Original Research - Special Collection: Broken Bodies aand Ideological Master Narratives
Hijacking Subaltern’s history (broken bodies, broken voices): Decolonial critique of ‘Subaltern whiteness’ in South Africa
HTS Teologiese Studies / Theological Studies | Vol 73, No 3 | a4619 |
DOI: https://doi.org/10.4102/hts.v73i3.4619
| © 2017 Chammah J. Kaunda
| This work is licensed under CC Attribution 4.0
Submitted: 01 May 2017 | Published: 20 November 2017
Submitted: 01 May 2017 | Published: 20 November 2017
About the author(s)
Chammah J. Kaunda, Department of Christian Spirituality, Church History of Missiology, University of South Africa, South AfricaAbstract
This article uses decolonial to critique the discourse of ‘subaltern whiteness’ by questioning some Afrikaner scholars’ morality of regarding ‘white Afrikaners as subaltern’. Subaltern designates submerged, subordinated, exploited or suppressed – those whose voices have been historically muted, their humanity stripped by those with sociopolitical and economic power.

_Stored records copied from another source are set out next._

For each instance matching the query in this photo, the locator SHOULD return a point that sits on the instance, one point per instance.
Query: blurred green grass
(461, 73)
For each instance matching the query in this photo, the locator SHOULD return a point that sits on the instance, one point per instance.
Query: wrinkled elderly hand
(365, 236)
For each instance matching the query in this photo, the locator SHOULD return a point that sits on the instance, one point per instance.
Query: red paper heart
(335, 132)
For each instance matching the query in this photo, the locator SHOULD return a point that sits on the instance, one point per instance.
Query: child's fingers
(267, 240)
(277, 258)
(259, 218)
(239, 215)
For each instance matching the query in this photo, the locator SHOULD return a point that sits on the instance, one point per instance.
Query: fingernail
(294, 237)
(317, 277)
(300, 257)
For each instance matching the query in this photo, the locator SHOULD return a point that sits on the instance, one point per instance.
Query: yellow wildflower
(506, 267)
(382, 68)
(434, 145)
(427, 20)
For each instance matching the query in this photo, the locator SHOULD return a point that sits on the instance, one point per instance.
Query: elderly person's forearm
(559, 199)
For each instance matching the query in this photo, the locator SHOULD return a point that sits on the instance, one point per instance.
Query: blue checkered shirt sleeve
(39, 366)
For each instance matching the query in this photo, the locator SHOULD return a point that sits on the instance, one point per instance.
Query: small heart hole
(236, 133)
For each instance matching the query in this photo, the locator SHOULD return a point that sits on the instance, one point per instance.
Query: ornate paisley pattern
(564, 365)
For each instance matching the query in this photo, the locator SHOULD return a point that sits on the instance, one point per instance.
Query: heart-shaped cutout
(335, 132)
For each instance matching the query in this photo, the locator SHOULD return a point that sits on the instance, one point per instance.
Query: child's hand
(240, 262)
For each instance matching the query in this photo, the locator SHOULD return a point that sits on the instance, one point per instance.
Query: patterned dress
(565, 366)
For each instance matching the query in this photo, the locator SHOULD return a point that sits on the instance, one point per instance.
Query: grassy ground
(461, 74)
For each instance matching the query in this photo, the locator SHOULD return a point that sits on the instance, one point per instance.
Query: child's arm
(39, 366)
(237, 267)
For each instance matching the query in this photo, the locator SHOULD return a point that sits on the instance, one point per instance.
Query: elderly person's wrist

Within South Africa, this raises the question: to what extent can white Afrikaners be regarded as subaltern? The article proposes indivisibility of epistemic vulnerability and regenerative theological praxis both emerging within Afrikaner theological discussion as viable response to broken bodies of those who still bear the marks or scars of apartheid and rather not to seek to hijack their voice.